For the Pasteurella multocida systemic infection model, dilutions in cold PBS were made to achieve ~1.5 × 10⁴ CFU/ml. A volume of 0.1 ml of this adjusted challenge material was administered to mice by the IP route as described above. Drugs to be tested were administered via SC injection as described above at 1 and 3 h PC. Mice were monitored for 6 days.

For the A. pleuropneumoniae systemic infection model, fresh supplement C at 2% concentration was added to 30 ml of room temperature BHIB. Fifteen A. pleuropneumoniae colonies were transferred to the BHIB with supplement C, then incubated for ~4 h until the A₆₀₀ of undiluted growth approximated a pre-determined optical density known to yield ~2 × 10⁸ CFU/ml. Mice were challenged with a volume of 0.2 ml/mouse, by IP administration, as described above. Drugs to be tested were administered via SC injection as described above at 1, 24, and 48 h PC. Mice were monitored for 6 days.

The MICs of clinafloxacin and comparator compounds for 480 bacterial clinical isolates are summarized in Table 1. Clinafloxacin demonstrated strong activity against all tested bovine and swine isolates with MIC₉₀ values lower for all isolate groups compared to danofloxacin and enrofloxacin (MIC₉₀ values bovine P. multocida, M. haemolytica, H. somni, and M. bovis were 0.125, 0.5, 0.125, and 1 μg/ml, respectively, and the MIC₉₀ values against swine P. multocida, A. pleuropneumoniae, S. suis, and M. hyopneumoniae were ≤0.03, ≤0.03, 0.125, and ≤0.008 μg/ml, respectively). Clinafloxacin was also very active against mycoplasma isolates recovered from cattle and pigs. Clinafloxacin MICs obtained against ATCC cultures in this study were similar to what is listed as acceptable QC parameters in CLSI (formerly National Committee for Clinical Laboratory Standards, NCCLS; CLSI, 2005; data not shown).

The results of the time-kill kinetic studies are summarized in Table 2 when tested at drug concentrations that were four times the MIC. The data are presented in terms of the log CFU change in which cidality is defined as a ≥3.0 log CFU reduction in the initial inoculum at 24 h. All of the test agents produced a similar degree of killing (reduction of 3.8–5.0 log CFU/ml) and were defined as being cidal. The greatest decrease in CFUs occurred between 2 and 6 h for all compounds (data not shown). Clinafloxacin had a log decrease range of 4.4–5.0 against all organisms tested.

Determination of MPC/MIC ratios was determined for test compounds using one strain of S. suis and P. multocida (Table 3). For clinafloxacin and S. suis, the parent MIC shifted from 0.125 to 0.25 μg/ml for a MPC/MIC ratio of 2 whereas the MIC did not shift with P. multocida resulting in a ratio of 1. MPC/MIC ratios using S. suis were 16 and 8 for danofloxacin and enrofloxacin, respectively; using P. multocida the ratio was 4 for danofloxacin and enrofloxacin.
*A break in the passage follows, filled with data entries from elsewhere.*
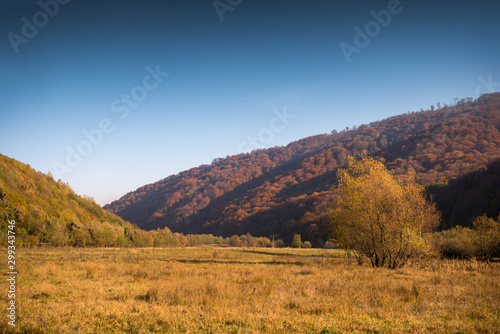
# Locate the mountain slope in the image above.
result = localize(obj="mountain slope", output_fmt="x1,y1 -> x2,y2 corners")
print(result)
0,154 -> 145,246
105,93 -> 500,240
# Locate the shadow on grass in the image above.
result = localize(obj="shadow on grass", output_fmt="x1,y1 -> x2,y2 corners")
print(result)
238,249 -> 343,258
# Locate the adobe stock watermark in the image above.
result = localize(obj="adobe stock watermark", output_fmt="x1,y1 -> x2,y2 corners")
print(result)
339,0 -> 411,64
238,107 -> 297,153
7,0 -> 70,54
475,73 -> 500,97
212,0 -> 243,22
52,65 -> 170,180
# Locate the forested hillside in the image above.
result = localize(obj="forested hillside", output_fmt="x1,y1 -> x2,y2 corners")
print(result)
427,159 -> 500,229
105,93 -> 500,241
0,154 -> 162,246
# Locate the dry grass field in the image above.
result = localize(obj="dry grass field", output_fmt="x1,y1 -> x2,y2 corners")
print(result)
0,247 -> 500,333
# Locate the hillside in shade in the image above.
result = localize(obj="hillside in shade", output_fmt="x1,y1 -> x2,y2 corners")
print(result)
105,93 -> 500,240
427,159 -> 500,229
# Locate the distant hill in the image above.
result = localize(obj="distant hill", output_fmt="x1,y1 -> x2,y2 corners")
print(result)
105,93 -> 500,241
427,159 -> 500,229
0,154 -> 148,246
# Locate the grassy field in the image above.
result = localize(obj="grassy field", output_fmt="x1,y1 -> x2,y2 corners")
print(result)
0,247 -> 500,333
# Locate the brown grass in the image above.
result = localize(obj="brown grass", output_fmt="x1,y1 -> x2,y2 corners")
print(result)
0,247 -> 500,333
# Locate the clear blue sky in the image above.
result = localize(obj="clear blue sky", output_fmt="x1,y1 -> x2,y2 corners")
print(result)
0,0 -> 500,204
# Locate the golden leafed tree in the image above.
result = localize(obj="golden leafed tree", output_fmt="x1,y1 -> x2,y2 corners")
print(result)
330,157 -> 440,268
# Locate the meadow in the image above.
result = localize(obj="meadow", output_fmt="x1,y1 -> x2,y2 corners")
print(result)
0,246 -> 500,333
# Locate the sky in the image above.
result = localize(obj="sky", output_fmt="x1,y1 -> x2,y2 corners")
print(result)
0,0 -> 500,205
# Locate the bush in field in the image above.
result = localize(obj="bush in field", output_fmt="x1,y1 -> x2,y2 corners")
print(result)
292,234 -> 302,248
69,228 -> 87,247
434,226 -> 474,259
330,157 -> 440,268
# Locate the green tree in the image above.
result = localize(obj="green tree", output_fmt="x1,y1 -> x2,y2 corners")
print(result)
330,157 -> 439,268
292,234 -> 302,248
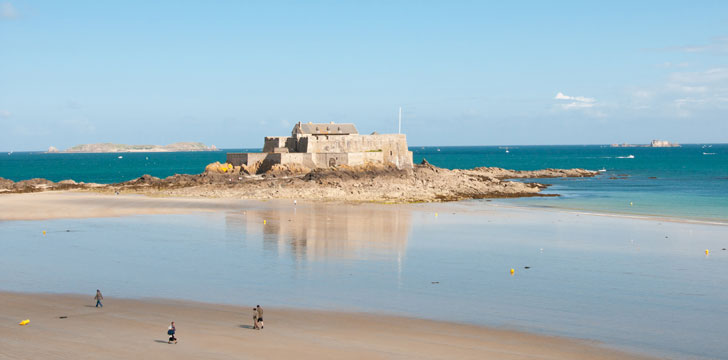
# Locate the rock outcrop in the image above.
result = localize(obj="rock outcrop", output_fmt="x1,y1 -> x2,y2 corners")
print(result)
0,160 -> 597,203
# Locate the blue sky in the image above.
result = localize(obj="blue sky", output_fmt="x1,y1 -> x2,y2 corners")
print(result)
0,0 -> 728,151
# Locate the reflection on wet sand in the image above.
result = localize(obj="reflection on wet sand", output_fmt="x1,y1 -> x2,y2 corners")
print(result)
225,204 -> 411,261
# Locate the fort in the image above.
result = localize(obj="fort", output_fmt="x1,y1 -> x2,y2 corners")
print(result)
227,122 -> 413,169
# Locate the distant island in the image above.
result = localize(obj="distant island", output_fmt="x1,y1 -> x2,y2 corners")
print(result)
48,142 -> 217,153
612,140 -> 680,147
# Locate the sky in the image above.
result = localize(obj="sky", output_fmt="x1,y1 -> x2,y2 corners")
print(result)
0,0 -> 728,151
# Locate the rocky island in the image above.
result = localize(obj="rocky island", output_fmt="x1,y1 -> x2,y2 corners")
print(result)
0,161 -> 597,203
48,142 -> 217,153
0,123 -> 598,203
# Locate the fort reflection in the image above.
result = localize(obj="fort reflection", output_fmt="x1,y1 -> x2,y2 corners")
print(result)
225,204 -> 411,261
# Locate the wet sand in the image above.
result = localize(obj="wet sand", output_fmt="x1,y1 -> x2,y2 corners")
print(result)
0,191 -> 246,220
0,292 -> 646,359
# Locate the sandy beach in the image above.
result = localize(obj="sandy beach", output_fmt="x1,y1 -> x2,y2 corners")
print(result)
0,191 -> 240,220
0,292 -> 645,359
0,191 -> 728,359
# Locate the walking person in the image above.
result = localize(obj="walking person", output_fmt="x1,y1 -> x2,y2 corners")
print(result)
94,289 -> 104,307
255,305 -> 263,329
167,321 -> 177,344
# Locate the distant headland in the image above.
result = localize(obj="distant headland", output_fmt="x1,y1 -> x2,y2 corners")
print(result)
612,140 -> 680,147
48,142 -> 217,153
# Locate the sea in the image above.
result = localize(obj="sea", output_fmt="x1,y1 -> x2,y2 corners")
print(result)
0,144 -> 728,222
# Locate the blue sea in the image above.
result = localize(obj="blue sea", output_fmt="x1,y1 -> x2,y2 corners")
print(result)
0,144 -> 728,222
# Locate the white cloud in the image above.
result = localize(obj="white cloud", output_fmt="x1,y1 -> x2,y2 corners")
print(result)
554,92 -> 597,103
554,92 -> 597,110
0,1 -> 18,19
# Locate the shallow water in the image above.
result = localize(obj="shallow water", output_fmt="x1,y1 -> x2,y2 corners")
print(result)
0,201 -> 728,358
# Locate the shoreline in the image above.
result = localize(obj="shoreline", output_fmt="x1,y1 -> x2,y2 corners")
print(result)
0,291 -> 651,360
0,190 -> 728,226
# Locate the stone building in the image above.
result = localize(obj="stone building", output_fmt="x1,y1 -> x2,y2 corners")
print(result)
227,122 -> 412,169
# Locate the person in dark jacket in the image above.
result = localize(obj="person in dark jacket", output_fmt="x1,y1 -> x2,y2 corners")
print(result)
94,289 -> 104,307
167,321 -> 177,344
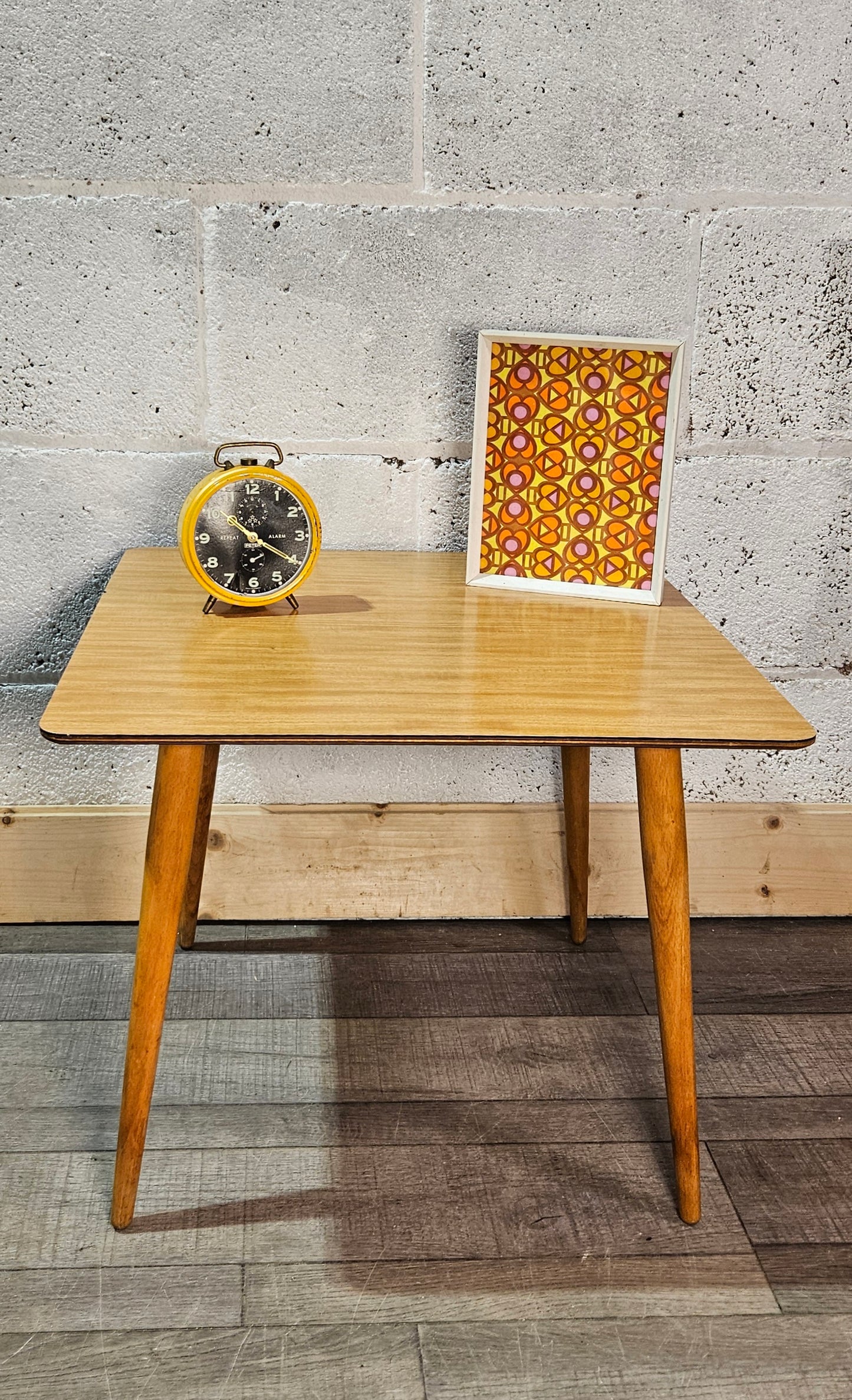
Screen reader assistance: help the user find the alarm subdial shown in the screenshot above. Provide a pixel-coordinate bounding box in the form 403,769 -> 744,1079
236,495 -> 269,531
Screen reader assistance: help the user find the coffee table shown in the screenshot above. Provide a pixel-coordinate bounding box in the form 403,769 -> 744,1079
42,549 -> 815,1229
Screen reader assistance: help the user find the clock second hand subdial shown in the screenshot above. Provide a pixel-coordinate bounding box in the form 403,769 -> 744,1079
225,515 -> 298,564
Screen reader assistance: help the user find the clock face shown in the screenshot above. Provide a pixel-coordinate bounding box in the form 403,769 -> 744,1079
193,473 -> 315,599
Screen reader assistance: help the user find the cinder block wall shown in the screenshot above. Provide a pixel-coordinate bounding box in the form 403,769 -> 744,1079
0,0 -> 852,804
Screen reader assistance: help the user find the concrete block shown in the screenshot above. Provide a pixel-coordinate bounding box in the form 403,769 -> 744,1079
592,672 -> 852,802
666,456 -> 852,668
0,0 -> 412,183
0,685 -> 558,806
281,453 -> 420,549
0,196 -> 202,446
0,448 -> 213,678
0,686 -> 157,806
0,448 -> 470,678
417,458 -> 470,551
691,209 -> 852,442
204,205 -> 691,451
424,0 -> 852,195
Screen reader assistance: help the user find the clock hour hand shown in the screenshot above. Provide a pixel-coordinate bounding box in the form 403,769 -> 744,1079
225,515 -> 298,564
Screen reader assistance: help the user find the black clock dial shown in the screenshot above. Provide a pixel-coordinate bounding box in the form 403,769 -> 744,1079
195,476 -> 313,598
236,495 -> 269,531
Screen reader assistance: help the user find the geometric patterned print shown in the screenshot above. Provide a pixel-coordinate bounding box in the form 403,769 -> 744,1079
480,341 -> 672,588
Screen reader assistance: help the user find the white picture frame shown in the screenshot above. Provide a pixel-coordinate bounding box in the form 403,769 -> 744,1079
466,330 -> 684,606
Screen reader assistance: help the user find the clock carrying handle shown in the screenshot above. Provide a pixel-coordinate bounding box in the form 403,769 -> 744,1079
213,442 -> 284,471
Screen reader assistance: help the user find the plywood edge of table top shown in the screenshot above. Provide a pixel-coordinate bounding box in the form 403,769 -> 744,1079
39,725 -> 817,750
41,549 -> 815,749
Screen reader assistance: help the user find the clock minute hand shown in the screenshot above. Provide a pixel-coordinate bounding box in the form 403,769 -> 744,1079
225,515 -> 298,564
256,536 -> 298,564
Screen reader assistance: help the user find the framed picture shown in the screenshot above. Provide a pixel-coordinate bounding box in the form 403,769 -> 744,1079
467,330 -> 683,603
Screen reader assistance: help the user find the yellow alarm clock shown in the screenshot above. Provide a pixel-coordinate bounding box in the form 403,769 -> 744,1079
177,442 -> 320,612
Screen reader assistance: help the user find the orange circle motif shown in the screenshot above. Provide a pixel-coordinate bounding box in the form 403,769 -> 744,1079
481,341 -> 672,599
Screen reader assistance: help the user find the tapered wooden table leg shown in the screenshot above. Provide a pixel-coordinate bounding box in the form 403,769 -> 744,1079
112,744 -> 204,1229
637,749 -> 701,1225
177,744 -> 218,948
562,745 -> 590,944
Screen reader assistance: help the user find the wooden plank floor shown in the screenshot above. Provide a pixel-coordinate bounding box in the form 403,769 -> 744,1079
0,920 -> 852,1400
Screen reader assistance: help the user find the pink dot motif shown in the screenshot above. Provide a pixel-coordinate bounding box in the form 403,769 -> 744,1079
481,341 -> 672,592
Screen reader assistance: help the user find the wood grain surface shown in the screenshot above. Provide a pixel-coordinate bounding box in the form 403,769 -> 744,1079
0,1095 -> 852,1152
712,1138 -> 852,1244
241,1254 -> 778,1326
0,1323 -> 425,1400
611,918 -> 852,1015
0,931 -> 645,1021
0,1264 -> 239,1332
42,549 -> 814,748
0,1142 -> 751,1268
421,1317 -> 852,1400
0,802 -> 852,925
0,1015 -> 852,1109
0,920 -> 852,1400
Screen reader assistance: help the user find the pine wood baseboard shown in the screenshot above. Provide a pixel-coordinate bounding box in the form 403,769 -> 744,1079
0,802 -> 852,922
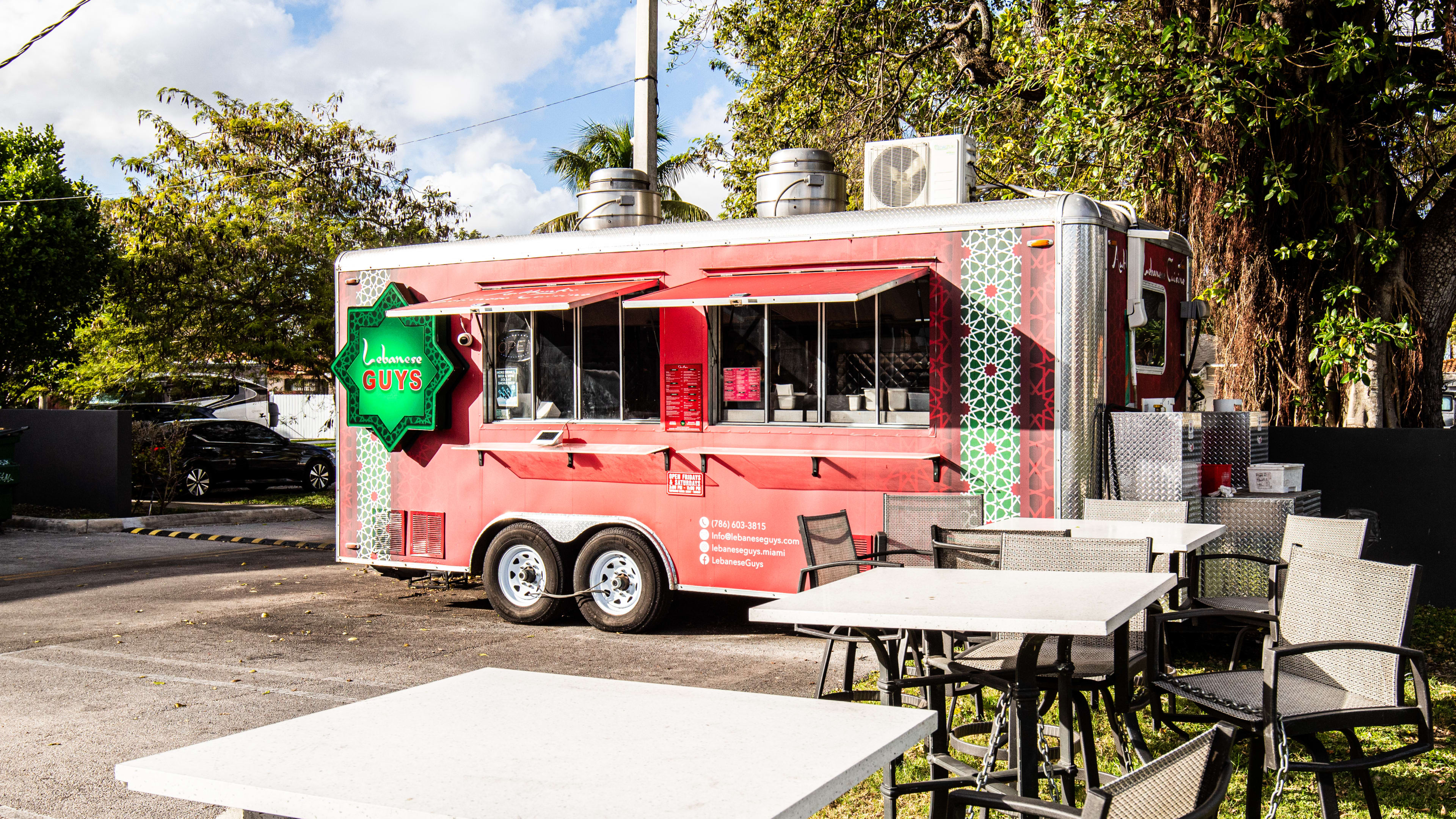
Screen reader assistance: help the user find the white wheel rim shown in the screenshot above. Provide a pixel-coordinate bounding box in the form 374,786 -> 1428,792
495,544 -> 546,608
187,469 -> 213,497
587,549 -> 642,615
Clinafloxacin and comparator compounds were efficacious with low ED₅₀ values when tested against livestock pathogens in mouse IP or IN models (Table 4). ED₅₀ values for clinafloxacin were determined when dosed three times at 1, 24, and 48 h and 1 and 3 h after an IP challenge with a bovine strain of M. haemolytica (0.019 and 0.008 mg/kg, respectively) while an ED₅₀ value of 0.55 mg/kg was obtained when bovine P. multocida was administered intranasally and 0.08 mg/kg when administered intraperitoneally. The ED₅₀ value was slightly higher at 0.7 mg/kg with the IP A. pleuropneumoniae model. No evidence of hypoglycemia or photosensitivity was observed in any mice during these efficacy studies.